American journalist (born 1948)

James Ewan Kalven (born 1948) is an American journalist, author, human rights activist, and community organizer based in Chicago, Illinois. He is the founder of the Invisible Institute, a non-profit journalism organization based in Chicago's South Side. His work in the city has included reporting on police misconduct and poor conditions of public housing. Kalven has been referred to as a "guerrilla journalist" by Chicago journalist Studs Terkel.

He is the son of Harry Kalven, a law professor who left behind an unfinished manuscript on freedom of speech upon his death in 1974. Jamie finished the manuscript over the following 14 years. Following a sexual assault on his wife, Patricia Evans, Kalven wrote a memoir as a resource to support victims of rape. He also reported on living conditions at the Stateway Gardens housing development in the Bronzeville neighborhood of Chicago. Along with Evans and an associate, Kalven founded the Invisible Institute as an informal journalism and community organizing team at Stateway. His reporting on abuse by Chicago police at Stateway eventually led to litigation seeking the release of police misconduct records, which Kalven won in 2014. The case – Kalven v. City of Chicago – resulted in a landmark decision, holding that police misconduct records are public information under the Illinois Freedom of Information Act.

Having obtained the police records, the Invisible Institute incorporated as a nonprofit organization soon thereafter.
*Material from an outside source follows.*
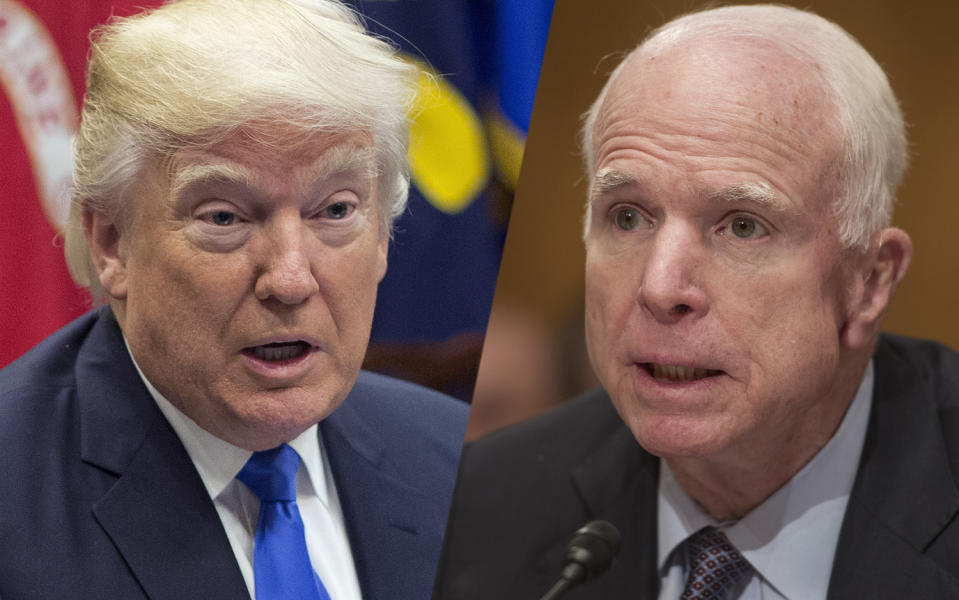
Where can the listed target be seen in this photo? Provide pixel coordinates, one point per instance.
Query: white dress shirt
(218, 463)
(790, 539)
The Institute created the Citizens Police Data Project and became a hub for information related to police misconduct, wrongful convictions, and reports from police whistleblowers. Kalven reported on the murder of Laquan McDonald by a police officer in 2014. He obtained a copy of an autopsy report showing that McDonald had been shot 16 times execution-style, contradicting official reports of a single gunshot wound. Kalven won the Ridenhour Courage Prize for this reporting. He later co-produced 16 Shots, a documentary about McDonald's murder. The Institute won the Pulitzer Prize for National Reporting in 2021, and Kalven stepped down as director in the same year.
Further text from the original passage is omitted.